Indeed, Lewis's revamped faith, like the man himself, is a raw, loud, electric
thing, a muscular mix of the sacred and the profane. Every game day, just
before another 60 minutes' worth of NFL hype and violence, Lewis will dip his
fingers in consecrated oil, seek out a half dozen of his fellow defenders and
trace a cross on each of their foreheads.
And he doesn't
limit his touch to teammates. "You are blessed," Lewis told San Diego
Chargers linebacker Shawne Merriman on the phone the night before the two teams
met in October. "Limit yourself with how many women you see. And strap
up!" It's a constant refrain to any young player who crosses his path.

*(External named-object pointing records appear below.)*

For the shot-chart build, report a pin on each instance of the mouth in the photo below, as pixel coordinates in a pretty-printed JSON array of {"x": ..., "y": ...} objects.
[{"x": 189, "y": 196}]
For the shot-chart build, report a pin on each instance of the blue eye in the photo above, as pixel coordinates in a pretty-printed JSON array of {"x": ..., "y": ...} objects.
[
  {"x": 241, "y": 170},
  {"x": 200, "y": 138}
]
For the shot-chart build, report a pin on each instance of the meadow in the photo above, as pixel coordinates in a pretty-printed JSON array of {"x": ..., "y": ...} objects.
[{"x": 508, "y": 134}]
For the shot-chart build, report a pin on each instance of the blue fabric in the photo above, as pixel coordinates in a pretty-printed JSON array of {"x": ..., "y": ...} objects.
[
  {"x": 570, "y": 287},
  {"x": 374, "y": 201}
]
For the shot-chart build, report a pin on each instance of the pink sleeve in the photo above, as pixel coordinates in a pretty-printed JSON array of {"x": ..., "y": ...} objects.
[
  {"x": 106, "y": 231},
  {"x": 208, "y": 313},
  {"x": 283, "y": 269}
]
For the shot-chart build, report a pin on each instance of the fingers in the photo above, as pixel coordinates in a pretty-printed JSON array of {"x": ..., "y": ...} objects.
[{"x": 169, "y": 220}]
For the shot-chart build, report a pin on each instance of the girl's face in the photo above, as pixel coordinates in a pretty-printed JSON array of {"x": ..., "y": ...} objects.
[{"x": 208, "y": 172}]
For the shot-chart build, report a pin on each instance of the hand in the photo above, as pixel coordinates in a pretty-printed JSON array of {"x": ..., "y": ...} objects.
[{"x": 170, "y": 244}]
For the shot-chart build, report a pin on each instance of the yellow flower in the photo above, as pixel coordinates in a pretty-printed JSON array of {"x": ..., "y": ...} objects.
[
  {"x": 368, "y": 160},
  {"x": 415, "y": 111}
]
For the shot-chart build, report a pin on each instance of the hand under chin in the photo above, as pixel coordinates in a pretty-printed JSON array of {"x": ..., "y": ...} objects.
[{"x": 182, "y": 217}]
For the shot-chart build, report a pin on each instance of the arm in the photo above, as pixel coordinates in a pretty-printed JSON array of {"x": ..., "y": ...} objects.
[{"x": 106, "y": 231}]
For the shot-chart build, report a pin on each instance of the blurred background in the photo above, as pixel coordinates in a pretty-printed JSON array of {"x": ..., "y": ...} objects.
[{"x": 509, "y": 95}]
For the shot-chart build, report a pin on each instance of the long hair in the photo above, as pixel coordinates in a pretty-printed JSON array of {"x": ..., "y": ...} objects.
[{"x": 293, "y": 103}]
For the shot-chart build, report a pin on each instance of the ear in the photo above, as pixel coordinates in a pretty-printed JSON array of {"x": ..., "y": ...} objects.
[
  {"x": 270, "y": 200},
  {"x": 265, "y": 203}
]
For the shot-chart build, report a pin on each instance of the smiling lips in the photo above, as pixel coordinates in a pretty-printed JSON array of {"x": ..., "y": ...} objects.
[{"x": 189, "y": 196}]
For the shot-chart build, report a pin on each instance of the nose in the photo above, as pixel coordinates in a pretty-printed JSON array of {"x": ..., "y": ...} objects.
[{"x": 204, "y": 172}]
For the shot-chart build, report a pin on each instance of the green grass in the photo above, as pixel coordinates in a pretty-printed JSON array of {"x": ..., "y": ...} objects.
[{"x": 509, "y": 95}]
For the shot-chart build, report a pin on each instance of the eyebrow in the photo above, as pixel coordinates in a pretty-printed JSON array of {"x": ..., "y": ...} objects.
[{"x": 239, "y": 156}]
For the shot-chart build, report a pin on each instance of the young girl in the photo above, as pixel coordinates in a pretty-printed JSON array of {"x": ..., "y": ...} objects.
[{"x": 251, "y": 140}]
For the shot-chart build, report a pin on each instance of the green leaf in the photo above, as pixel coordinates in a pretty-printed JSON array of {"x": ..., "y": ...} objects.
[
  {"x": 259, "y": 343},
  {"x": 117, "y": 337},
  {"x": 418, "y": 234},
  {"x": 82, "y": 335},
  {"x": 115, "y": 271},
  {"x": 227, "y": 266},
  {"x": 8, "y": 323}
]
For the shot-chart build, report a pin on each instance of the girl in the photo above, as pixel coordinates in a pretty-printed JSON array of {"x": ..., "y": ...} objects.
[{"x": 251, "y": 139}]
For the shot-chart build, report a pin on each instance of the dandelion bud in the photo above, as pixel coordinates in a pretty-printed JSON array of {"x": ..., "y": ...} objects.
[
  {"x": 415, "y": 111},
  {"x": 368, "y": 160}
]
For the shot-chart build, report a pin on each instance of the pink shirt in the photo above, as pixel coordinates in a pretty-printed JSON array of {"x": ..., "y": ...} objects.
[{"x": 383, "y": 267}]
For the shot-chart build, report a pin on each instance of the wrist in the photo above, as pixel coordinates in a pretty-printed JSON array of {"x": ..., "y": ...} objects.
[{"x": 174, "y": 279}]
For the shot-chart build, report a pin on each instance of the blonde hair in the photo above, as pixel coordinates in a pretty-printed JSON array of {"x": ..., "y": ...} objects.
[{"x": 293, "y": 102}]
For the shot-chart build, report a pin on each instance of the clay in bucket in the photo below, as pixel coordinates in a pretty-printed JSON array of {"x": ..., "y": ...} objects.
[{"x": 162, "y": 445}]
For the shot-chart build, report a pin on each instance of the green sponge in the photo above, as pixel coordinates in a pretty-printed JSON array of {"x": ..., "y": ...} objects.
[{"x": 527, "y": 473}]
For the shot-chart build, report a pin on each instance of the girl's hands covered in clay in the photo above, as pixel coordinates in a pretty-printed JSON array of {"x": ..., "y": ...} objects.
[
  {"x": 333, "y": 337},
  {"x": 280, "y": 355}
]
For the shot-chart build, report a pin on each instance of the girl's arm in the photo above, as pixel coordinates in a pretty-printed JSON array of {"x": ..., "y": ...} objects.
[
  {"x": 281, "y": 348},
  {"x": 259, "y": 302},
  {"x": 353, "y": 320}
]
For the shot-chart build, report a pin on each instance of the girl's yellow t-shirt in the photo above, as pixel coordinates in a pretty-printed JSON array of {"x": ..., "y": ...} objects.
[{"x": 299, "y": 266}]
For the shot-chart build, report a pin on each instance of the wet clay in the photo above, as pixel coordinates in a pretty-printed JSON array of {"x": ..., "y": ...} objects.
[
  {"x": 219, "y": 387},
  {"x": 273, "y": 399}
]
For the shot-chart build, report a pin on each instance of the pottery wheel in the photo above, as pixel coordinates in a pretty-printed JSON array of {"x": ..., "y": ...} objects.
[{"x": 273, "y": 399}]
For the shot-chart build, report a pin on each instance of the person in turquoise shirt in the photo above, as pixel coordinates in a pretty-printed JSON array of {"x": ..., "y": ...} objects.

"You know how foolish I was?" Lewis says. "One thing Ray's going to
tell you: Don't you sleep with no woman without a condom."
A few other things
Ray will tell you are that off the field he's not a vicious man and never hurt
anyone, much less the two men who were stabbed to death outside Atlanta's
Cobalt Lounge on Jan. 31, 2000; that he regrets the mistakes he made that
night; that the resulting trial was a blessing because it made him change. It's
a compelling narrative, and Lewis tries hard to make it stick. "Life is so
great," he will often begin a thought. When Lewis saw that poster at
Cleveland Browns Stadium he strode along the sideline reciting the Lord's
Prayer. Lewis says he's all about love, but when he talks about the Fulton
County prosecutor, the former Atlanta mayor, the people who tried to send him
to jail? Then he goes all Old Testament, his love full of loud and righteous
fury.
"The battle
is: Am I O.K.?" Lewis is telling the crowd. "Even though I was
persecuted, crucified.... Am I O.K.? Let me give you a quick read-back on me,
Church. When I walk into another stadium, 52 other players walk in there with
me, plus coaches--and all [the fans] do to them is boo." He pauses, then
grins. "Now, when Ray Lewis walks out there..." he says, but the whole
room cuts in laughing, ready for the roundhouse to come. "Church? I'm going
to tell you something about God, now.... When Mr. Lewis walks out, child, I
hear everything from 'Murderer,' I hear everything from 'N-----,' I hear
everything from 'You shouldn't be playing football!' And when I break it all
down, I know they're talking about yesterday!"